Humanidade vive processo de envelhecimento

23/07/2005

Especialistas apontam que população é menos fecunda e vive mais

A população do planeta deveria estabilizar-se em torno de 9 bilhões de indivíduos em 2050, longe dos 15 bilhões que haviam sido anunciados há cinqüenta anos. A Índia vai ter uma população maior que a da China, cujos habitantes vão envelhecer rapidamente.
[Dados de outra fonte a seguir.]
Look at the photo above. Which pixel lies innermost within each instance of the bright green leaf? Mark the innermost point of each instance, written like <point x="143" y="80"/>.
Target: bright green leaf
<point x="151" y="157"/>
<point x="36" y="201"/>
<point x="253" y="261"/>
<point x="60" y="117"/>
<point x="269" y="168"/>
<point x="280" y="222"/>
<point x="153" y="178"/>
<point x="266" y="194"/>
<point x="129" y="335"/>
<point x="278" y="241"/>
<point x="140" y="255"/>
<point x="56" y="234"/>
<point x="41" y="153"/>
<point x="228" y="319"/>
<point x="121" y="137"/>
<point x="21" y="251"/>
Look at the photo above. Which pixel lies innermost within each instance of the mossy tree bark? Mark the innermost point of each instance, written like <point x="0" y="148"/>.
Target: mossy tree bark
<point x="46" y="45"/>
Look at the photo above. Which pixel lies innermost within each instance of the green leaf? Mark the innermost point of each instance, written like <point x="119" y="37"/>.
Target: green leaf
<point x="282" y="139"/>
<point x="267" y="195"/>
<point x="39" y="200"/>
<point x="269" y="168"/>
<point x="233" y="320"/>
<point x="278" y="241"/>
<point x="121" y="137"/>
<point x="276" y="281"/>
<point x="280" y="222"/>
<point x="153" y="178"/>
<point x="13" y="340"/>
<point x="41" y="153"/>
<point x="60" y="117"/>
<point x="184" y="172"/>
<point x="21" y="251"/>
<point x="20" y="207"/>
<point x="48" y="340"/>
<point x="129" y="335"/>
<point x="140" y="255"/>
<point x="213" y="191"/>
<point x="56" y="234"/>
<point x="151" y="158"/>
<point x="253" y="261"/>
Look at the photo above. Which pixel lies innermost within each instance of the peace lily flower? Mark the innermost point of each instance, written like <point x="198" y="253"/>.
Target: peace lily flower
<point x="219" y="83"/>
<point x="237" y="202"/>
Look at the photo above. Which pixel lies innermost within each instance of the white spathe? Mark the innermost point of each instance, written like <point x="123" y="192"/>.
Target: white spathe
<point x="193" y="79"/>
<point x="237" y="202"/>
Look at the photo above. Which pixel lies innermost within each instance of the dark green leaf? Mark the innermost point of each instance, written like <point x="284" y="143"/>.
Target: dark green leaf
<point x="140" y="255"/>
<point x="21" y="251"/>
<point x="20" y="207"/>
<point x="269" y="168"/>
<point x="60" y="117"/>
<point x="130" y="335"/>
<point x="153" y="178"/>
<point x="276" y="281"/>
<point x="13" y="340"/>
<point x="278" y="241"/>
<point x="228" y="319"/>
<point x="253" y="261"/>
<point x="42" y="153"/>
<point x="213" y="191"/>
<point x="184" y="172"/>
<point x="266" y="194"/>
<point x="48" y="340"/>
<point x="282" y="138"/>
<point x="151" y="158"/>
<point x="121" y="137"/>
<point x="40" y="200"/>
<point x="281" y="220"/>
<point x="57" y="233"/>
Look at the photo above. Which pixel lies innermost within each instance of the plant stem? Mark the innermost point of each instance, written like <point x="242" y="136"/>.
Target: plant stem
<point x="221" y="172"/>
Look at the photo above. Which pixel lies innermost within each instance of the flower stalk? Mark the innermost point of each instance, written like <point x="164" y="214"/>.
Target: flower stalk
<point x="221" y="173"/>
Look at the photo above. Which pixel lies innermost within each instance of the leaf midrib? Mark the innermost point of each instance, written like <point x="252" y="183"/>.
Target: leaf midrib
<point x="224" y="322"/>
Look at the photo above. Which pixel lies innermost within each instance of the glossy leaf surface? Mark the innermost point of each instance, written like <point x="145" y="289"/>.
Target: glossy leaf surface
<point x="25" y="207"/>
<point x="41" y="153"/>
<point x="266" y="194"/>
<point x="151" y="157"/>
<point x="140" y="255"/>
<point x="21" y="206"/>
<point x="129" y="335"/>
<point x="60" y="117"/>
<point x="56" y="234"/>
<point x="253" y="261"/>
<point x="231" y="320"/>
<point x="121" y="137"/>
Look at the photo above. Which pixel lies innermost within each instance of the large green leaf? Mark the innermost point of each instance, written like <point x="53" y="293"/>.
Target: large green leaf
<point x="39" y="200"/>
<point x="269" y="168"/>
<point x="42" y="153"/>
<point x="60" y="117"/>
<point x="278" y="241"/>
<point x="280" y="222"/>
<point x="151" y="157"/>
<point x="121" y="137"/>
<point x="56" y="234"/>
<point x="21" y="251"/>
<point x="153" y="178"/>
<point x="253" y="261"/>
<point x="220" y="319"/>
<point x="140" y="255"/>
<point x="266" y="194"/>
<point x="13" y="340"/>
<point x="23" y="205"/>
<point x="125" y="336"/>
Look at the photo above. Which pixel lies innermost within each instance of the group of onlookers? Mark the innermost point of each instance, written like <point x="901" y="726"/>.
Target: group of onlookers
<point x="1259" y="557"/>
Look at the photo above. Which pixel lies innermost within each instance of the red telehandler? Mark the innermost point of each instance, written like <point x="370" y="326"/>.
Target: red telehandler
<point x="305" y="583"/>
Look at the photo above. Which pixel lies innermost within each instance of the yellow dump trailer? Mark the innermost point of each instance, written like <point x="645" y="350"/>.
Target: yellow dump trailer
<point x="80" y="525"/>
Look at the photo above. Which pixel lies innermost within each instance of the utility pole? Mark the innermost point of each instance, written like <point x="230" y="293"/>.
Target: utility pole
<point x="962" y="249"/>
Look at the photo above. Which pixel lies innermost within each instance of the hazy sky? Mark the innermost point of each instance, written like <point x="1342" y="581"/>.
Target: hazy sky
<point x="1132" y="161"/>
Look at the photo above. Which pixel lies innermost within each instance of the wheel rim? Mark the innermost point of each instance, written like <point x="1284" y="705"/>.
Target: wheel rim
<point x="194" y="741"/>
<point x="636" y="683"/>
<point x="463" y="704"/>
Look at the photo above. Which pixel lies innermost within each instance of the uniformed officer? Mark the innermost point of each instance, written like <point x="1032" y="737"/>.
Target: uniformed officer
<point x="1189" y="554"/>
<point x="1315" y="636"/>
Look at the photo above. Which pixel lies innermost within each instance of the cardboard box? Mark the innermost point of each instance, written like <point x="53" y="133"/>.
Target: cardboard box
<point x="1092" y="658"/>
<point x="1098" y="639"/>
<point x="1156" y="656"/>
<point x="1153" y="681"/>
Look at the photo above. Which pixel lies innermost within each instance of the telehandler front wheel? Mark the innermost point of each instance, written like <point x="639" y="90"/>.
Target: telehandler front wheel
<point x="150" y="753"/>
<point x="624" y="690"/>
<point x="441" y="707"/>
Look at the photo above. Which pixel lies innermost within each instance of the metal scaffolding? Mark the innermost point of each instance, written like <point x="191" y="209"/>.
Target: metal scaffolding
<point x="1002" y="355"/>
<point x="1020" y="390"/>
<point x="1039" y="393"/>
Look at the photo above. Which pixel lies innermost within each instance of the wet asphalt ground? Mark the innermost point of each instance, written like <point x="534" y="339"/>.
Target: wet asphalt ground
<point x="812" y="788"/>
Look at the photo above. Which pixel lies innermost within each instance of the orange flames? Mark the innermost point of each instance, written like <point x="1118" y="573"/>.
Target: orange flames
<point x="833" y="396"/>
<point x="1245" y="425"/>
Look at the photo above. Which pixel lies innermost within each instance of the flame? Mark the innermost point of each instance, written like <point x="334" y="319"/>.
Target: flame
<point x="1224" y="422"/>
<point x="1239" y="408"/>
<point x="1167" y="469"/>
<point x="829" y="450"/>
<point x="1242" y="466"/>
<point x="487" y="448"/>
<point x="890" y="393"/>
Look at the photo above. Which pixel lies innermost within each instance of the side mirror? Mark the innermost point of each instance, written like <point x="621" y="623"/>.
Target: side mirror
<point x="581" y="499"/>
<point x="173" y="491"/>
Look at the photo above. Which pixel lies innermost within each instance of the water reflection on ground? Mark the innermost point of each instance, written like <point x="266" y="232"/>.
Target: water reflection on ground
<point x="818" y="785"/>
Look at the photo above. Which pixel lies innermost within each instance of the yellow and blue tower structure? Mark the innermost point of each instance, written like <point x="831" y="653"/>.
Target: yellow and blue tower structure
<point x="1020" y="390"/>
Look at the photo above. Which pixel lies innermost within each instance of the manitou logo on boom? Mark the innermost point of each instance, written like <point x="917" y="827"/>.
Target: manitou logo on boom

A Aids não impedirá a África de duplicar seu número de habitantes...

Reunidos de 18 a 23 de julho em Tours (280 km ao sudoeste de Paris) para o 25º Congresso internacional da População, dois mil pesquisadores lançam um alerta contra o envelhecimento generalizado da população.

O envelhecimento não diz respeito apenas aos países desenvolvidos, uma vez que ele já está ameaçando a Ásia. Em contrapartida, a explosão demográfica do planeta não vai acontecer: a população mundial deverá alcançar 9 bilhões em 2050, longe dos 15 bilhões que haviam sido anunciados cinqüenta anos atrás.

A população indiana deverá superar a da China. A proporção entre homens e mulheres vem decrescendo perigosamente, uma vez que os indianos querem ter meninos. A epidemia de Aids não deverá impedir a África de ver sua população duplicar daqui até 2050. Os russos são vítimas do abuso de álcool. A França conserva uma natalidade dinâmica em relação aos seus vizinhos europeus.

"A diminuição da fecundidade e o alongamento da duração da vida estão provocando um envelhecimento demográfico generalizado do planeta". Esta é a advertência que foi lançada por cerca de dois mil pesquisadores --demógrafos, economistas, sociólogos, geógrafos, urbanistas, especialistas em saúde pública-- reunidos de 18 a 23 de julho em Tours, para o 25º Congresso Internacional da População.

As suas projeções desenham, para as próximas décadas, o rosto de uma população mundial de crescimento bem mais lento, cuja esperança de vida terá aumentado e um planeta no qual as desigualdades entre o Norte e o Sul continuarão bastante pronunciados.

Neste mesmo relatório, estes congressistas contrariam dissipam uma boa quantidade de idéias prontas.

Como será a humanidade de amanhã e quais serão as suas principais características. Haverá de dois a quatro bilhões de terráqueos a mais. Há pouco tempo ainda, os demógrafos pintavam uma Terra povoada, em meados do século 21, por 15 bilhões de indivíduos.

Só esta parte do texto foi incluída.